GraphQL interface to Ethereum node data

@adamschmideg Thanks for the summary! A few notes:

This is already available via the pending or block queries. I think it makes sense to make it explicit that the account state depends on which block you query it in.

With the use of the ‘pending’ query, I don’t think we need a special BlockNumber type.

There’s no need for a special query for this - callers can include multiple block sections in their query if they want multiple arbitrary blocks.

Thanks everyone for spearheading making GraphQL for Ethereum a real thing!

Given there is now an expressive syntax for querying a node with the implementation of this proposal, it now opens the door to providing much friendlier APIs do dapp developers. One which standardize and simplify their jobs, and can provide performance and scalability performance to those apps.

I’d like to suggest a feature (or perhaps class of features) that would be a natural extension to the current schema and are perhaps supportable in a GraphQL Extension proposal – if not added directly to EIP-1767.

I’m looking forward to thoughts, feedback, and ideas on what the best way to take continue moving this proposal forward.

Thanks in advance!


Proposal

Extend Query Schema to support grouping by topics and returning FIRST N or LAST N logs from the group.

Example Schema

The follow example GraphQL schema addition would support all necessary operations for this grouped-selection proposal. Other schema formulations may do the the same, so another may work as well or better than this example.


type GroupedLogs {
     groupTopics: [Bytes32!]!
     count: Long!
     logs(first: Int = NULL, last: Int = NULL): [Log!]
}

type Query {
     logs(filter: FilterCriteria!): [Log!]!
     
     # The same FilterCriteria as `logs` are used, but specifying topic indices 
     # in the groupTopics parameter would allow grouping the resulting logs by 
     # the topics specified.
     #
     # For the context of this proposal, logs are always sorted in natural 
     # (BlockNumber, LogIndex) order.
     groupedLogs(filter: FilterCriteria!, groupTopics: [Int!]!): [GroupedLogs!]!
}

Rationale

Logs are emitted by smart contracts for a number of reasons. For complex applications, they are often the only way of notifying a client of certain results, and being able to quickly select the last N available logs would man clients don’t need to scan nodes for ALL logs just to retrieve the most recent event for the index they care about.

An Example

For example, say you have a game that generates NFTs, lets call them Wizards, where the Wizard has a contract function evolve. Holders of the Wizard can call evolve at any block, and by virtue of doing that transaction, there is some probability that the Wizard evolves and has its “power” incremented by some amount.

Assuming you were a UI that wanted to display all created Wizards, sorted by their current power, there are a few options at play of how to implement this solution.

  • Keep track of this large sorted list of Wizards on chain as the Wizard is evolved.
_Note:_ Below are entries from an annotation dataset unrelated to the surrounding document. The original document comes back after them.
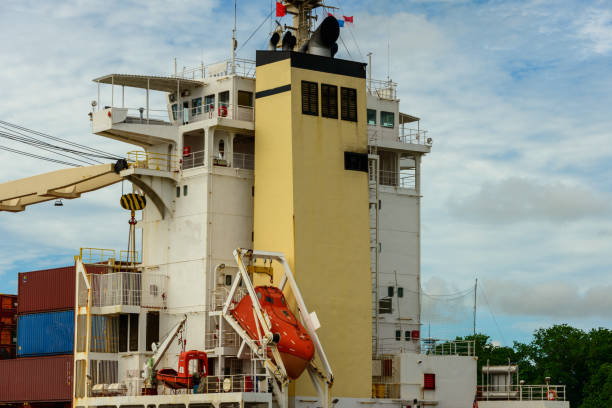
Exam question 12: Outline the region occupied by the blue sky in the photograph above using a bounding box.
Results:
[0,0,612,344]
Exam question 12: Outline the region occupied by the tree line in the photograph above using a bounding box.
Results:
[457,324,612,408]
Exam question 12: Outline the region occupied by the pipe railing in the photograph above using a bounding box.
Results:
[477,384,565,401]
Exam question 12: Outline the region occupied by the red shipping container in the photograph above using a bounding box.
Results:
[0,345,17,358]
[17,266,75,314]
[0,293,17,310]
[0,355,73,403]
[17,265,108,314]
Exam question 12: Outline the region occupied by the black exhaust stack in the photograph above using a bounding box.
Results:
[268,31,280,51]
[308,16,340,57]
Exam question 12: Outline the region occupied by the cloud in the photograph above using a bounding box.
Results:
[576,8,612,55]
[484,279,612,320]
[448,178,612,224]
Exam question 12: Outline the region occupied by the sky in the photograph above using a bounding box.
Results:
[0,0,612,345]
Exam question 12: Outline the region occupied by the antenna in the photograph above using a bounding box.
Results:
[232,0,238,75]
[474,278,478,336]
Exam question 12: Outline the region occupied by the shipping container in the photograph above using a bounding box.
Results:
[0,293,17,311]
[17,265,107,315]
[17,266,75,314]
[0,345,16,358]
[0,327,17,346]
[0,355,73,404]
[17,310,74,357]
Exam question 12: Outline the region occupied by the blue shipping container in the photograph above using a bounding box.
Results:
[17,310,74,357]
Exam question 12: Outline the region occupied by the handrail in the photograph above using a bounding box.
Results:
[477,384,566,401]
[128,150,178,171]
[79,247,116,264]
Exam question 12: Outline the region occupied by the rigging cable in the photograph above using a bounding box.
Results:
[479,283,507,344]
[0,146,81,167]
[0,120,122,160]
[236,10,274,54]
[0,125,102,165]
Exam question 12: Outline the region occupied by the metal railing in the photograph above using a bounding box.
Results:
[182,102,255,123]
[204,330,241,350]
[378,170,416,190]
[366,78,397,100]
[209,286,247,310]
[398,125,433,146]
[79,248,116,265]
[372,383,400,398]
[198,374,270,393]
[477,384,565,401]
[183,150,206,170]
[89,272,142,307]
[128,150,178,171]
[232,153,255,170]
[171,58,255,79]
[421,338,475,356]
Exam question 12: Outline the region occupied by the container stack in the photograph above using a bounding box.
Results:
[0,266,76,408]
[17,267,75,357]
[0,294,17,360]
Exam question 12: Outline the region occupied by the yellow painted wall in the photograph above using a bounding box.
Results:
[254,55,372,398]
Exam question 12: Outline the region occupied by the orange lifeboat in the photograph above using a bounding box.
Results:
[231,286,314,379]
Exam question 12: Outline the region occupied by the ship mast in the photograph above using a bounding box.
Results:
[283,0,336,49]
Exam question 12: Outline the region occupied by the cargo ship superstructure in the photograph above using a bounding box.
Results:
[0,1,548,408]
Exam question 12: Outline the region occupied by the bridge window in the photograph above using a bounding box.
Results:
[191,98,202,115]
[368,109,376,125]
[238,91,253,108]
[380,111,395,128]
[204,95,215,113]
[340,88,357,122]
[302,81,319,116]
[321,84,338,119]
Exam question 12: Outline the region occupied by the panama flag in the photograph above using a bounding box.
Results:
[327,13,353,27]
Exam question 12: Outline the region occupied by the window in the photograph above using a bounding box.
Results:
[219,91,229,108]
[204,95,215,113]
[119,314,129,353]
[378,298,393,314]
[380,111,395,128]
[238,91,253,108]
[130,313,139,351]
[423,373,436,390]
[321,84,338,119]
[146,312,159,351]
[368,109,376,125]
[340,88,357,122]
[344,152,368,173]
[191,98,202,115]
[302,81,319,116]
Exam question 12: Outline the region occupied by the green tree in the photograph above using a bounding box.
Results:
[580,363,612,408]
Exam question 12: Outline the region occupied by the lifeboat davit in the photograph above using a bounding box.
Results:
[231,286,314,380]
[157,350,208,390]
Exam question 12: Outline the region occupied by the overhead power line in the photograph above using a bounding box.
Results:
[0,126,102,165]
[0,120,122,160]
[0,146,81,167]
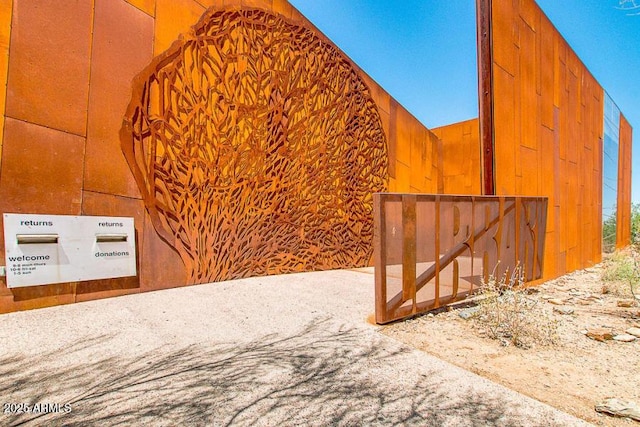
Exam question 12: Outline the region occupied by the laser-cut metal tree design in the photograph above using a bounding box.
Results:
[121,9,388,283]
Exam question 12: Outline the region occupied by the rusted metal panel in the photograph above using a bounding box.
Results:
[476,0,495,195]
[121,8,388,284]
[374,193,547,324]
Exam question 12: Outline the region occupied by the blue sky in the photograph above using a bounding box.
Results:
[289,0,640,203]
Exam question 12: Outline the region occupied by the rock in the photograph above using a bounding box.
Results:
[613,334,637,342]
[553,307,574,314]
[587,328,613,342]
[618,299,635,308]
[625,328,640,338]
[458,307,480,320]
[595,397,640,421]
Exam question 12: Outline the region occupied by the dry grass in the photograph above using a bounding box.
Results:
[473,269,559,348]
[601,248,640,300]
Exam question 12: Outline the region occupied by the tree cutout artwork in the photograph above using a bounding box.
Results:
[120,9,388,284]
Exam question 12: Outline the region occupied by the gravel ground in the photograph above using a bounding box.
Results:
[0,269,588,426]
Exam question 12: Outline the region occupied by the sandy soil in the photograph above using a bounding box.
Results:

    • This doesn’t scale for a number of reasons, most notably the unbounded data-structure / algorithmic runtime don’t work with a Gas-capped based system.
  • Track all Wizards created with an off-chain aggregation (e.g. by specifying a log filter for a Created event), and using that list issue a large number of queries for the current chain state of each of the Wizards, and then organizing and sorting those items.

    • This requires issuing a large amount of queries to eth nodes to fetch all of the current state of the chain, potentially across thousands of eth_calls. Even when batching this is particularly expensive especially for light nodes where you’re penalized heavily for asking for too much data. Also, if its not also coupled with an Event system there is no efficient way to query Power-over-time for a set of Wizards. When implemented in this way, current solutions effectively use centralized application servers to consolidate the on-chain data and provide a nice query interface.
  • Each time an Wizard is evolved, an Evolved event can be emitted, which would contain the current Wizard address as well as the power-level after the evolution. Using this method a client can issue a Query.logs request to fetch ALL logs across all Wizards, and then the client can store all those logs and do various operations on them, including sorting and grabbing the last Evolved event – using this to drive the UI.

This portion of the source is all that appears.